Home again, stretching, settling in after seven weeks of travel. Initially I find myself needing to focus on nesting, repair, self-care, readjustment. Vacuuming feels like manual operation of a Photoshop airbrush. I get better results and greater satisfaction when I kneel down and clean the floor with a wet rag. If that’s what the life-world needs, then so be it. I give gladly. Throughout the day, I catch myself renegotiating use of will, contemplating my relationship to various entities and objects. Slugs, spiders, chairs, old bits of clothing, bottled water: all of these things require care and attention, as does Erik Davis’s High Weirdness, a copy of which I pluck from the pile of mail that arrived for me while I was gone. Also in the pile is a copy of Fredric Jameson’s new book Allegory and Ideology. Time to start reading, I tell myself. Both books feel weighty, but High Weirdness is the one that warrants immediate attention, I decide after some hemming and hawing, the Stranger Things soundtrack modulating through my head.
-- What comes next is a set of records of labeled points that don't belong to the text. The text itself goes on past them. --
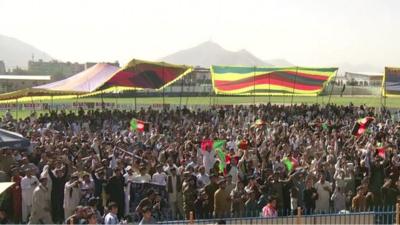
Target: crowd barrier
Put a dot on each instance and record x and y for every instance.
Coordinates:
(382, 215)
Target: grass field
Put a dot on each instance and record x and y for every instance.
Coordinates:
(225, 100)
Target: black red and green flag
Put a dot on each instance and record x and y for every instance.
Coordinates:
(258, 123)
(139, 125)
(236, 80)
(361, 125)
(218, 146)
(148, 75)
(380, 150)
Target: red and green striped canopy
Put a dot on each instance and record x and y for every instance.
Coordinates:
(236, 80)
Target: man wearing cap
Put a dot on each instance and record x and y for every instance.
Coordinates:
(147, 217)
(59, 178)
(159, 177)
(28, 185)
(128, 178)
(16, 195)
(115, 189)
(92, 203)
(41, 204)
(174, 189)
(210, 190)
(221, 201)
(143, 177)
(72, 195)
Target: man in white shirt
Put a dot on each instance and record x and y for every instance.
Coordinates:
(174, 189)
(28, 185)
(128, 177)
(111, 217)
(72, 195)
(144, 177)
(323, 190)
(202, 177)
(208, 159)
(159, 177)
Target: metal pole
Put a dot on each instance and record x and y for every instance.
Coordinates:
(180, 96)
(16, 113)
(102, 101)
(163, 88)
(384, 97)
(269, 87)
(52, 103)
(134, 92)
(254, 86)
(294, 85)
(333, 85)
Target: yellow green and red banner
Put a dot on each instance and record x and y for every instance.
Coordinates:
(240, 80)
(391, 82)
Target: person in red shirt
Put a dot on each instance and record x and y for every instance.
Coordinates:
(16, 195)
(270, 209)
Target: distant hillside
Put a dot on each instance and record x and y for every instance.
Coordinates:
(210, 53)
(279, 62)
(17, 53)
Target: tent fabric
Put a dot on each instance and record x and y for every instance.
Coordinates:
(391, 82)
(86, 81)
(13, 140)
(148, 75)
(5, 185)
(81, 83)
(104, 78)
(236, 80)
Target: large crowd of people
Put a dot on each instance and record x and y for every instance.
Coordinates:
(278, 159)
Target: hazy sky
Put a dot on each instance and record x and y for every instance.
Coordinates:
(305, 32)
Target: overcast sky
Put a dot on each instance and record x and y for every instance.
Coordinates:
(305, 32)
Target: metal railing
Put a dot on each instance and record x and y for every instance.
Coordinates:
(377, 215)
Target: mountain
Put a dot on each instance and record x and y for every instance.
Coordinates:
(348, 67)
(17, 53)
(210, 53)
(279, 62)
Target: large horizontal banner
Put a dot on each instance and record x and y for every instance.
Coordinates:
(148, 75)
(391, 82)
(234, 80)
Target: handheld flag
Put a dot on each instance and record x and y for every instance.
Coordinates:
(139, 125)
(288, 164)
(381, 150)
(217, 146)
(206, 144)
(361, 125)
(258, 123)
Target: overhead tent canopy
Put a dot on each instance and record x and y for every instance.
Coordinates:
(78, 84)
(13, 140)
(237, 80)
(148, 75)
(137, 74)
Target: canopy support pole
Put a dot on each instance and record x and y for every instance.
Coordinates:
(17, 109)
(180, 96)
(333, 85)
(384, 96)
(254, 85)
(163, 87)
(102, 100)
(33, 104)
(294, 85)
(52, 103)
(116, 97)
(134, 93)
(269, 88)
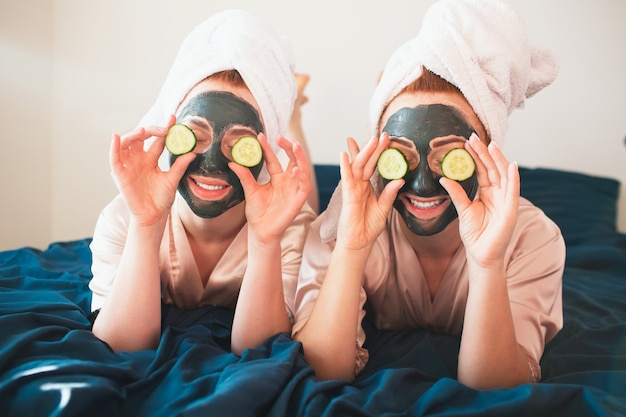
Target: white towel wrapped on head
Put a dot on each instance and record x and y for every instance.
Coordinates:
(233, 39)
(480, 46)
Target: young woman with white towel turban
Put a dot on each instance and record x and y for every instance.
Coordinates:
(197, 229)
(469, 258)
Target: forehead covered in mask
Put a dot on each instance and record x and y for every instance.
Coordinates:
(425, 133)
(422, 123)
(218, 119)
(222, 109)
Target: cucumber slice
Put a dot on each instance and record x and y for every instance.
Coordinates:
(392, 164)
(458, 164)
(247, 151)
(180, 139)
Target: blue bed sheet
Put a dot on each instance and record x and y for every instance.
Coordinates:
(52, 365)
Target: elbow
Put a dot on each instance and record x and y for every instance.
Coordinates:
(128, 340)
(326, 364)
(325, 373)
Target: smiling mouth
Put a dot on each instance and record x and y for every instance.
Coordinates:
(209, 187)
(425, 205)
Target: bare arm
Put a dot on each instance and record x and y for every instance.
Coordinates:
(130, 317)
(295, 132)
(330, 334)
(490, 355)
(270, 209)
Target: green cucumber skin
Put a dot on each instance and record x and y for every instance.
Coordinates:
(397, 174)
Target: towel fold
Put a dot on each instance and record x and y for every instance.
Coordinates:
(480, 46)
(233, 39)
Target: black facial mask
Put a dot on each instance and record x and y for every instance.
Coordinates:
(217, 119)
(434, 129)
The Davis book is the one I’ve been waiting for these last few months. It feels timely. It speaks to present hopes and concerns. As Jeffrey J. Kripal notes in his blurb on the back cover, “May this book, like a glowing UFO, land on your lap, and every other lap, and weird our world beyond all measure.” I approach it with a degree of trepidation — but also with great excitement. Across from me on the wall of my dining room hangs a reproduction of the famous Ambrosius Holbein engraving from Thomas More’s Utopia, looking suddenly like an emblem representing macrocosm and microcosm: Genesis, Paradise Lost, and Frankenstein woven into a single grand narrative, the figures down at the bottom reminding me of the debaters from the garden of branching paths. “The devil in the details,” as one commentator puts it. The figure I’ve imagined in the role of Adam wears the name “Hythlodaeus” in the engraving, referring to the character in More’s text whose name means both “God has healed” and “Speaker of nonsense.”